Massimo Cellino est revenu hier soir sur ses propos très controversés au sujet de Mario Balotelli. Le président de Brescia a d’abord tenté de se justifier, avant de remettre une couche sur le manque de professionnalisme du joueur.

Après le tollé provoqué sa sortie médiatique raciste, Massimo Cellino, le président de Brescia a tenu à calmer le jeu hier soir au micro de la télévision locale Teletutto. « La sortie a été instrumentalisée. J’ai simplement essayé de minimiser son cas. Je fais des blagues à tous les joueurs », a-t-il expliqué avant de se montrer très ferme à l’égard de Mario Balotelli.

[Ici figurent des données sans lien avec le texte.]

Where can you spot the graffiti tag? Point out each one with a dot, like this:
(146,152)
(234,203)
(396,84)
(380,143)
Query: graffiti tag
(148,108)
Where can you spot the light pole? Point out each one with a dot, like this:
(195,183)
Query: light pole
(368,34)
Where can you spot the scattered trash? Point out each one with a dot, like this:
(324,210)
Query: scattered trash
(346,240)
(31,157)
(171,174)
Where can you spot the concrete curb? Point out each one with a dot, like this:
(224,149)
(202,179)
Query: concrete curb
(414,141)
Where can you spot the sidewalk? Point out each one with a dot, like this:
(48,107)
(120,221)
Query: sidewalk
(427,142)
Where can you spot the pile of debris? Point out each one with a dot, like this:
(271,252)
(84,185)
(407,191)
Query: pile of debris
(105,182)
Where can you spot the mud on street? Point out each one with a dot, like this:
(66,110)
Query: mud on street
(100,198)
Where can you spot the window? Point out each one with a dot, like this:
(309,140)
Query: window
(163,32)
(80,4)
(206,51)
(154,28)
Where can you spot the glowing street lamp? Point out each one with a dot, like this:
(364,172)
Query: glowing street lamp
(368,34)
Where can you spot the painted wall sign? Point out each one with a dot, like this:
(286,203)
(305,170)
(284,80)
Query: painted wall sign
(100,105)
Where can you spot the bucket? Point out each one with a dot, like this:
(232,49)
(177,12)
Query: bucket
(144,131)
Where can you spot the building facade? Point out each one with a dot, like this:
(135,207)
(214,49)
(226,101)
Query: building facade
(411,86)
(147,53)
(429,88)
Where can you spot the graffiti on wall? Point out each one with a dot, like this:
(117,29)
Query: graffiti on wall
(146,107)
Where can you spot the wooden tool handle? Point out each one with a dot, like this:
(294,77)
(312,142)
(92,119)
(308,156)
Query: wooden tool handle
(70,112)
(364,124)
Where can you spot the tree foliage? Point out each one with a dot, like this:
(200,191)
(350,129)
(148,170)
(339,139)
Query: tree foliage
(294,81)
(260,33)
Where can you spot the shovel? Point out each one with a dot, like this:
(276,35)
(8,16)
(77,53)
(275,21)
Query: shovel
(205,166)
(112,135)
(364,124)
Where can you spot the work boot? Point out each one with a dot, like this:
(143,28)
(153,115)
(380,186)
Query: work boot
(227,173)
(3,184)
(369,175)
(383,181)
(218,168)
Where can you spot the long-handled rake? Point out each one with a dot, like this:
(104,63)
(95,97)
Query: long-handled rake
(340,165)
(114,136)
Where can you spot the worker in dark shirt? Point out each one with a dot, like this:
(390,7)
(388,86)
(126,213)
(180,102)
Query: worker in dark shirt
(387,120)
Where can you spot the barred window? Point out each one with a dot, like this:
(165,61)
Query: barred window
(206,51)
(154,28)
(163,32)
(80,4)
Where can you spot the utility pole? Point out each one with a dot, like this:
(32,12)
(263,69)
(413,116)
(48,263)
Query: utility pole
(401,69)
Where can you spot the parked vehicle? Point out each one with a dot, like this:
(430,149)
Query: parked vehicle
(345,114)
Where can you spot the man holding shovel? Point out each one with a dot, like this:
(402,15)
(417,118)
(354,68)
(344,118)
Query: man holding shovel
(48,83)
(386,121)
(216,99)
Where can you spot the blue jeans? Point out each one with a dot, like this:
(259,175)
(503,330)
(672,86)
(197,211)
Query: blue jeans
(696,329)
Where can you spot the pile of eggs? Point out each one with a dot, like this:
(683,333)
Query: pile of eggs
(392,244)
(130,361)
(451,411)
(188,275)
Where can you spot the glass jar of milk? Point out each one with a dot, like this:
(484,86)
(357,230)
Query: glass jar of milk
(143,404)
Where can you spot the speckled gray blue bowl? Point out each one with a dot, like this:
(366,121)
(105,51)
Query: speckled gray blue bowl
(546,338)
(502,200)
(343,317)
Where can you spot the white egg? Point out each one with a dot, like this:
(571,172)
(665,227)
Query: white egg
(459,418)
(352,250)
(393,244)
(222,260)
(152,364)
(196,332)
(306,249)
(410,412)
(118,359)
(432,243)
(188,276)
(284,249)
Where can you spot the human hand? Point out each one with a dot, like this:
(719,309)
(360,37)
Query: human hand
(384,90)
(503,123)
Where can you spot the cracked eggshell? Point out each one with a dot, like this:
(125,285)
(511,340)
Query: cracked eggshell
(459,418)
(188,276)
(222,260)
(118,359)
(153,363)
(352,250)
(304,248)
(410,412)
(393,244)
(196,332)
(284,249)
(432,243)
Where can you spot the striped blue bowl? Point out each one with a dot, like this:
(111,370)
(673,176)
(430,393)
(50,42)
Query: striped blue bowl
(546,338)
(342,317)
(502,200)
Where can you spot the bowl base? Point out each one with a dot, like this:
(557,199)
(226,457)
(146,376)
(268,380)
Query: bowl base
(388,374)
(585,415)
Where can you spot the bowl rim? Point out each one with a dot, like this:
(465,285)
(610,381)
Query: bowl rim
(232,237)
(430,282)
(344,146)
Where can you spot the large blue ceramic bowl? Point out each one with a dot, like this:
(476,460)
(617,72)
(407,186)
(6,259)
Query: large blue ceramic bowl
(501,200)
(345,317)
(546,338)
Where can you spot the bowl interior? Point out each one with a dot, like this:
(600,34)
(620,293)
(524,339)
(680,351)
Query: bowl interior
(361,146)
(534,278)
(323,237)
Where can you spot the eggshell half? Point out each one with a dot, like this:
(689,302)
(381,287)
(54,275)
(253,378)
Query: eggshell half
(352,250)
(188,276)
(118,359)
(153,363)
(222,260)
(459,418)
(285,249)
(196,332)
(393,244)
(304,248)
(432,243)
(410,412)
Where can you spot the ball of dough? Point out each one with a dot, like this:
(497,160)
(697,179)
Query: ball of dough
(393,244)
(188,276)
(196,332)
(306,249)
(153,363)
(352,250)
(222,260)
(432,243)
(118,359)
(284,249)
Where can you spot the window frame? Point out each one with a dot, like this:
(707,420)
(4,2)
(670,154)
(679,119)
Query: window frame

Des mots qui ressemblent de près à une invitation à faire ses valises pour l’ancien Marseillais. « Si je pouvais revenir en arrière, je demanderais à Balotelli s’il est vraiment convaincu de venir à Brescia. Le choix était plus risqué que prévu. De son côté comme du nôtre. Balotelli est plus fragile que nous ne le pensions. Il a sous-estimé l’engagement qui aurait dû être le sien parce qu’il n’a pas l’habitude de se battre pour le maintien. Je ne jette pas l’éponge et je ne renvoie personne, mais pour ceux qui le souhaitent, la porte est ouverte », a-t-il ajouté.